Like the secret sisterhood societies of the past, which came to form the backbone of the Ebell of Los Angeles, Liv taught her daughter, Ingrid, how to paint in a warehouse in the family art school housed in an industrial building in West Los Angeles. The space was known as Bruchion, named for the Bruchion section of ancient Alexandria that serves as the meeting place for artists, philosophers, musicians, poets and other sordid types. This same warehouse sits not too far from the very venue they are having their shared exhibit.

It’s an exhibit of portraits by Ingrid and landscapes by Liv. A show of seemingly random paintings, which aren’t random at all. Of magical realism. Of professional skateboarders. Of motherhood. Of daughterhood. Of no collaborations whatsoever, except for the ones made subconsciously.

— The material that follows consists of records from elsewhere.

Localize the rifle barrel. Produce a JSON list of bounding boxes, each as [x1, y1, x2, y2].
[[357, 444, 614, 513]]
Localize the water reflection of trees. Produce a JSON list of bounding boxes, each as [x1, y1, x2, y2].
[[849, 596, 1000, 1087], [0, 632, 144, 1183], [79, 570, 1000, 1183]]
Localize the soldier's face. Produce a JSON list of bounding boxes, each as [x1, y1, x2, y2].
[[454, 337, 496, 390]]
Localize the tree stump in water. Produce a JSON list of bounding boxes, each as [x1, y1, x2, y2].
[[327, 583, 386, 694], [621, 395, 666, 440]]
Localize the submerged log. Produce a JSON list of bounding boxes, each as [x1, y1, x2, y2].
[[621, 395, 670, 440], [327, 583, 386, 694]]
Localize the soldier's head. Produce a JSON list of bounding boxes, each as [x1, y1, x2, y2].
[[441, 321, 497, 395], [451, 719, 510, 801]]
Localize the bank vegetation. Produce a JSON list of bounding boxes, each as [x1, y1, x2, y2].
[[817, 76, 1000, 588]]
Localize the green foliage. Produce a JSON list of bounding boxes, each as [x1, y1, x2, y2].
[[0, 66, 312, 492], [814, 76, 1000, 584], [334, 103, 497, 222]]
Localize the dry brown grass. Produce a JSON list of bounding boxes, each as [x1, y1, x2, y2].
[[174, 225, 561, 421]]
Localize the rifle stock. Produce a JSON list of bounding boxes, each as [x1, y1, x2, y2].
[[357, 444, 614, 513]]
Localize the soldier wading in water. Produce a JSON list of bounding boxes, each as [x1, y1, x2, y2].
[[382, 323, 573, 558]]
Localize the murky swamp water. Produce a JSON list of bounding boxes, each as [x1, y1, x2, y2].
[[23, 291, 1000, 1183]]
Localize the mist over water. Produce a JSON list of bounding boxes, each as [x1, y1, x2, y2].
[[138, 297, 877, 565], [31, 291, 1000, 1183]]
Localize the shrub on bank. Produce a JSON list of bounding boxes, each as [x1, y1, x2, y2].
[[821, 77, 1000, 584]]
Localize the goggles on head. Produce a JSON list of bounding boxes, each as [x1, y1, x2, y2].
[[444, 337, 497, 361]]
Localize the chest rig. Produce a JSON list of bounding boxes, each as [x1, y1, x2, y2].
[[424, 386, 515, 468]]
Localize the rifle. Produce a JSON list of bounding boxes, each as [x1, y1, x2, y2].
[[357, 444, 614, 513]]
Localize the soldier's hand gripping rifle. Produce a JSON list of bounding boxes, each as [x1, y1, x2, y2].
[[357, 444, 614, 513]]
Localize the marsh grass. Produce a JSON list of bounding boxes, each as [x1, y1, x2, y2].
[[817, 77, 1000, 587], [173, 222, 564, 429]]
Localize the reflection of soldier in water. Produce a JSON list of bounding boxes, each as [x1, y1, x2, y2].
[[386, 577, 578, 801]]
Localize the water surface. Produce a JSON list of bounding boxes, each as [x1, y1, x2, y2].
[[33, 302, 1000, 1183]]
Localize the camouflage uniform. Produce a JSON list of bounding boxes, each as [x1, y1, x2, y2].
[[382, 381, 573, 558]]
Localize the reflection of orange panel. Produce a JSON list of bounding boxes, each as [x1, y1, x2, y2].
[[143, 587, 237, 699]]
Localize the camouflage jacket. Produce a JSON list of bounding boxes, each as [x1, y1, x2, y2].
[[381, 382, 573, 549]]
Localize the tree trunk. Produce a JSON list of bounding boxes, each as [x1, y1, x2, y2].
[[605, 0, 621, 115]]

Ingrid Allen, Self Portrait

To see Liv and Ingrid’s paintings hanging in the heart of a venue formed by a secret society of women that challenged conventional ideas makes perfect sense. Even if the Ebell of Los Angeles named themselves after a young man who was actually quite strange and travelled the country transfixing audiences with magic lanterns until he eventually found himself in the middle of a war.

And so, maybe, whenever you think there is no magic left — especially after the last election and general chaos of the world — maybe, you can think of a photo taken over a century ago, pause The Addams Family, and see paintings formed from cauldrons of boiled black oil and magic white* on the walls. Of faces and flowers. Of families and secrets. Of the interesting cycle of life that could come to form an exhibit named Liv-Ing with Art: A Creative Mother-Daughter Painting Duo, held in a venue that once also housed Timothy Leary, Amelia Earhart, and Judy Garland under the same roof, and yet, through it all, think that maybe you just drove past a building at Wilshire and Lucerne in Los Angeles, CA.

 *Secret family recipes for oil paints and mediums created by Liv Saether.

Opening reception for Liv-Ing with Art: A Creative Mother-Daughter Painting Duo, by Ingrid Allen and Liv Saether is Thursday, April 5th, 5:30 – 8:30pm, at the Ebell of Los Angeles, 743 S Lucerne Blvd, Los Angeles, CA 90005.